Here’s what happened, according to an investigative report written by Officer Robert Lawlor of the Statewide Narcotics Task Force.
A UPS driver came to the door of the 45-year-old man’s Willard Street apartment on Dec. 20 to deliver a mailed package. The man wasn’t home. The package was addressed to him.
So the driver put the package back on a shelf in the back of his delivery truck.
The package fell and broke. The driver took a peek at the contents inside. Looked like marijuana and “other illicit narcotics/controlled substances.”
UPS called the Orange cops. The cops went to UPS’s Orange facility. They looked in the package. They came to the same conclusion about its contents.
Because the package was intended for delivery to New Haven, the cops contacted Officer Lawlor, who’s based in the city. He and other task force members got involved in the case. They seized the 36.9 grams of pot and 29.9 grams of hashish inside the package.
Then Lawlor obtained a search and seizure warrant for the man’s apartment. Task force members showed up at the Willard Street apartment complex on the afternoon of Jan. 8. A maintenance worker let them into the complex.
They knocked on the 45-year-old man’s apartment door. No answer.
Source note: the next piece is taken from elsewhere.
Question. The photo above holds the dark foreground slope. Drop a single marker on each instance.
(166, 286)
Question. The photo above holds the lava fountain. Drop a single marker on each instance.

They announced “in a loud enough voice for people inside the residence, ‘“OPEN UP STATE POLICE WITH A SEARCH WARRANT,’” Lawlor’s report alleged. Several knocks and announcements later, they still received no response.
“After waiting a reasonable amount of time,” the report continued, a detective used a “CSP [Connecticut State Police] breaching tool to gain entry into the residence.” In other words, the detective broke down the door.
Guess who was inside? The 45-year-old man. Police “detained” him “without incident.
Guess what else the police found inside the apartment? A “pill bottle with no prescription label” with ten Oxycodone Hydrochloride pills inside. Plus a freezer bag with another 120 grams of marijuana. Plus another bottle of Oxycodone Hydrochloride pills. Plus “suspected packaging” materials.
The cops seized all that, along with the man’s computer hard drive, “miscellaneous paperwork,” and “IDs.”
They charged the man with, among other offenses, felony narcotics possession and possession with intent to sell.
The man was released on a promise to appear in court. He also agreed to undergo drug tests and abide by a 10 p.m. curfew. His next scheduled court appearance is Jan. 30.
Post a Comment
Comments
posted by: HhE on January 15, 2013 8:32pm
Note to self: wrap packages carefully, unless sending drugs to worse enemy, with second worse enemy as return address.
posted by: Miss E on January 16, 2013 9:02am
Call me crazy but, umm, this man is caught with all these drugs(8drug charges) and he is released with a promise to appear? Doesn’t sound right to me!
posted by: Wildwest on January 16, 2013 10:25am
I think the UPS driver smelled it before the package “dropped and broke open”. I have to imagine people sending weed through UPS would use a lot of packing tape.
And Miss E- if the cops locked up every pot/drug dealer/user in this town the population would probably decrease by 40%. we would have to open up city hall to house all the inmates.